10th Annual Utah's Health Services Research Conference - Data Quality in Multi-Site Health Services and Comparative Effective Research: Lessons from PHIS+ By: Ram Gouripeddi
This document summarizes a presentation about ensuring data quality in the PHIS+ consortium, which integrates clinical and administrative data across multiple children's hospitals for comparative effectiveness research. It describes the process of developing common data models, semantically mapping local data elements to standards, collecting data using a toolkit with validation, processing the data through a platform to standardize terminology and storage, and conducting various automated and manual checks for data quality issues. These included checks for missing or invalid data, relationships between test results and specimens/cultures, and study-specific assessments through chart review.

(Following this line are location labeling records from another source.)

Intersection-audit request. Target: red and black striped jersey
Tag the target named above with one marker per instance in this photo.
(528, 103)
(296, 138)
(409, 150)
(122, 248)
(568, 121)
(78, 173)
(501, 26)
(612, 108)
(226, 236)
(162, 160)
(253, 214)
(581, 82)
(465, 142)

The final database contained over 4.5 million records across various domains with standardized coding to support health services research.

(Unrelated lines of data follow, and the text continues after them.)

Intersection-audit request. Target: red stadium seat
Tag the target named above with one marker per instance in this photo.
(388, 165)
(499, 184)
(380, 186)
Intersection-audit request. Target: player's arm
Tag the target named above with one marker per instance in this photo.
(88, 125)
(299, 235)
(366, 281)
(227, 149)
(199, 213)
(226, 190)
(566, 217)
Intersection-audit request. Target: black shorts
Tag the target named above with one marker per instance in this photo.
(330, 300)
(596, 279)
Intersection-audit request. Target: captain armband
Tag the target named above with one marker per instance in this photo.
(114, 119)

10th Annual Utah's Health Services Research Conference - Clinical and Economi...
Ähnlich wie 10th Annual Utah's Health Services Research Conference - Data Quality in Multi-Site Health Services and Comparative Effective Research: Lessons from PHIS+ By: Ram Gouripeddi
Provenance abstraction for implementing security: Learning Health System and ...Vasa Curcin
Ähnlich wie 10th Annual Utah's Health Services Research Conference - Data Quality in Multi-Site Health Services and Comparative Effective Research: Lessons from PHIS+ By: Ram Gouripeddi (20)
Pondicherry Call Girls Book Now 9630942363 Top Class Pondicherry Escort Servi...
10th Annual Utah's Health Services Research Conference - Data Quality in Multi-Site Health Services and Comparative Effective Research: Lessons from PHIS+ By: Ram Gouripeddi
1. Data Quality in Multi-Site Health Services
and Comparative Effective Research: Lessons
from PHIS+
Ram Gouripeddi
University of Utah
10th Annual Utah Health Services Research Conference
Considering Data Quality in Health Services Research
Monday, March 16, 2015
2. Acknowledgements
• Raj Srivastava, MD, MPH
• Ron Keren MD, MPH
• OpenFurther Team members
• PHIS+ Team members across multiple institutions
• Apelon
• FURTHeR development was supported by the NCRR and the NCATS, NIH, through
Grant UL1RR025764 and supplement 3UL1RR025764-02S2. This project was
funded under grant number R01 HS019862-01 from the AHRQ, U.S. Department of
Health and Human Services (HHS). The opinions expressed [in this document] are
those of the authors and do not reflect the official position of AHRQ or the HHS.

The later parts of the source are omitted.